So, they're only good at trip, drag, reposition, disarm, sunder, and dirty trick where applicable. I'm not sure how that's a stinging deficit for using combat maneuvers in general, especially since weapon-based maneuvers are preferable for all classes, due to weapon bonuses. They'll 'swing under the curve' and 'have the same mathematical limit as everyone else' on one of the 5-6 weapon maneuvers that they can throw all their features behind because... why exactly? Because they won't be using their specialized weapon-type?

That's the thing. Baseline fighters get bonuses to their attack (and thus combat maneuver) bonuses, but so does every other martial class. Even if those limits don't come up all that often they're still limits on the maneuver. Limits that things like studied target, favored enemy, and strength surge don't have to deal with. And all those abilities put out equal or better numbers compared to weapon training.

BadBird wrote:
Even for a simple combat base-line with Core Fighter, by level 9 they can add +3 to attack and +4 to damage with just training and two exclusive feats. Core Barbarian Rage hits +3 attack and +3-5 damage by 11.

Holy shifting goalposts, Batman!

I don't think a +1 to attack and +2 damage advantage for two levels is much to brag about. Certainly not enough to offset the massive utility of the rage powers the Barbarian's getting instead of bonus feats going into small numerical bonuses. Pounce at level 10 laughs at the fighter's puny +1 advantage.


I'd say that Brawlers are the best class at combat maneuvers because they can choose to have the combat maneuver feats in those combats where they'll be most helpful.


Ventnor wrote:
I'd say that Brawlers are the best class at combat maneuvers because they can choose to have the combat maneuver feats in those combats where they'll be most helpful.

The big thing about lore warden is their ability to net a CMB of BAB + STR + weapon to hit mods + 12 on combat maneuver checks. Very few other classes get to have that kind of guarantee on success.


Ryan Freire wrote:
Ventnor wrote:
I'd say that Brawlers are the best class at combat maneuvers because they can choose to have the combat maneuver feats in those combats where they'll be most helpful.
The big thing about lore warden is their ability to net a CMB of BAB + STR + weapon to hit mods + 12 on combat maneuver checks. Very few other classes get to have that kind of guarantee on success.

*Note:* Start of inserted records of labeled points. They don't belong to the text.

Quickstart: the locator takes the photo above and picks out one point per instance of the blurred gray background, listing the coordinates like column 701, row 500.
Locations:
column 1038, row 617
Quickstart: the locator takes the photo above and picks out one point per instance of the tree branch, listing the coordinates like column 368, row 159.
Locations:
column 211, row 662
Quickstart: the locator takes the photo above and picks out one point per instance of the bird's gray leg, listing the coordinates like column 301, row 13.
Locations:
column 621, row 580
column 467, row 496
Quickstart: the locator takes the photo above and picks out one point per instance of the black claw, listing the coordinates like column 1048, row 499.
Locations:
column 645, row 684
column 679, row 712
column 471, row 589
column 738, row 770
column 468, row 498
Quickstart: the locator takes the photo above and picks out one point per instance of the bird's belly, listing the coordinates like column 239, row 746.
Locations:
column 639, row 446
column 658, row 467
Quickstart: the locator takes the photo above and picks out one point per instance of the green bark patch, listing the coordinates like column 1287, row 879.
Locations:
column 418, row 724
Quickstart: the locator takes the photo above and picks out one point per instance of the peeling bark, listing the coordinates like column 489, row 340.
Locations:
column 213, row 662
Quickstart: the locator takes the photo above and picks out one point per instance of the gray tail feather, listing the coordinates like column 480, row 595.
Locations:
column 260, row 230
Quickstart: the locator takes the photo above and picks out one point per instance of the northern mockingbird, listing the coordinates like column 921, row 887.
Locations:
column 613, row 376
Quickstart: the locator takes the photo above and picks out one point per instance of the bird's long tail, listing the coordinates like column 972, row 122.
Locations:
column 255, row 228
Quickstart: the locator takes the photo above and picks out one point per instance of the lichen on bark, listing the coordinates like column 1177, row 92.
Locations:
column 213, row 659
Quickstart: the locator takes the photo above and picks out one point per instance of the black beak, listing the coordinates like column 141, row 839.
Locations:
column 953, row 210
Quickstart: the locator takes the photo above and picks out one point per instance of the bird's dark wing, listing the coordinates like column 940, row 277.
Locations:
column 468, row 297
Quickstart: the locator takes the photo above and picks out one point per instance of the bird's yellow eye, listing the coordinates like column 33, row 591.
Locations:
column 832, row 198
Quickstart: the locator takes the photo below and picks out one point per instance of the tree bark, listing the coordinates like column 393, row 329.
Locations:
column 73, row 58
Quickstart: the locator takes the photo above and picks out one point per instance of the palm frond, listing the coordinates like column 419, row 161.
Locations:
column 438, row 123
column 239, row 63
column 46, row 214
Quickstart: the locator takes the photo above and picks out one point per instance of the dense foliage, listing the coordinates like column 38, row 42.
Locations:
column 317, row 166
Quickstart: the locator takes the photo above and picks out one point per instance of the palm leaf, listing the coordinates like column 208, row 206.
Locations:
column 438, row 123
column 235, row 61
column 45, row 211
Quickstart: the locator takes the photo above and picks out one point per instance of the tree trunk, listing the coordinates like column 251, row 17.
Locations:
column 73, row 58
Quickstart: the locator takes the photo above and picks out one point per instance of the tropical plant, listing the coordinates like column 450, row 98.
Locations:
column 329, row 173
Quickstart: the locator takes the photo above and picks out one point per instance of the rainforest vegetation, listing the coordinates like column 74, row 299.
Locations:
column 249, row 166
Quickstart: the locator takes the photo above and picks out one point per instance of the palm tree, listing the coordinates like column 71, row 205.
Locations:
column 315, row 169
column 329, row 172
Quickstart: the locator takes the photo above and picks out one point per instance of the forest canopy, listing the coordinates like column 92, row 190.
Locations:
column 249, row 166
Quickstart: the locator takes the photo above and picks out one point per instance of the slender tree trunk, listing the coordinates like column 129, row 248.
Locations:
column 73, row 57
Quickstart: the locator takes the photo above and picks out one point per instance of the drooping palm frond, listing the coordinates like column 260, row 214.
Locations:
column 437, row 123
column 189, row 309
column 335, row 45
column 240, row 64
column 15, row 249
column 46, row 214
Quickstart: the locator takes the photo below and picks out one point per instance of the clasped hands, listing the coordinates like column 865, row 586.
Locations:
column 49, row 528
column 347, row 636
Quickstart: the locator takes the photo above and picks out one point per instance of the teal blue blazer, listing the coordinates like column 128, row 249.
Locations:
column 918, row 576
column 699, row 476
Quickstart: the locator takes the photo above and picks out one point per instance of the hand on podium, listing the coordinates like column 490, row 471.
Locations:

Yeah, there's only two ways I can think of to get numbers better than that, and both of them have limits/require spending resources.

A ranger against a maxed favored enemy who's their quarry can hit +14 (+10 for favored enemy, +4 for Improved Quarry). But that requires either going up against your one big FE or spending a spell slot, and Quarry has lots of restrictions.

Barbarians have Strength Surge, which tops out at +20 since it's barb level to CMB. However, that's a 1/rage ability so you get limited use out of it until you can rage cycle.


Truthfully if you go two handed weapon/power attack fighting style lore warden also has plenty of feats to spend on multiple maneuver types too. Realistically its the kicker from Greater<maneuver> you want anyway.


In all fairness, it's not exactly difficult to rage cycle...

Especially if you have Heart of the Fields, and can shrug off the first exhaustion effect that day. Take two, sleep for eight hours, you're ready the next morning.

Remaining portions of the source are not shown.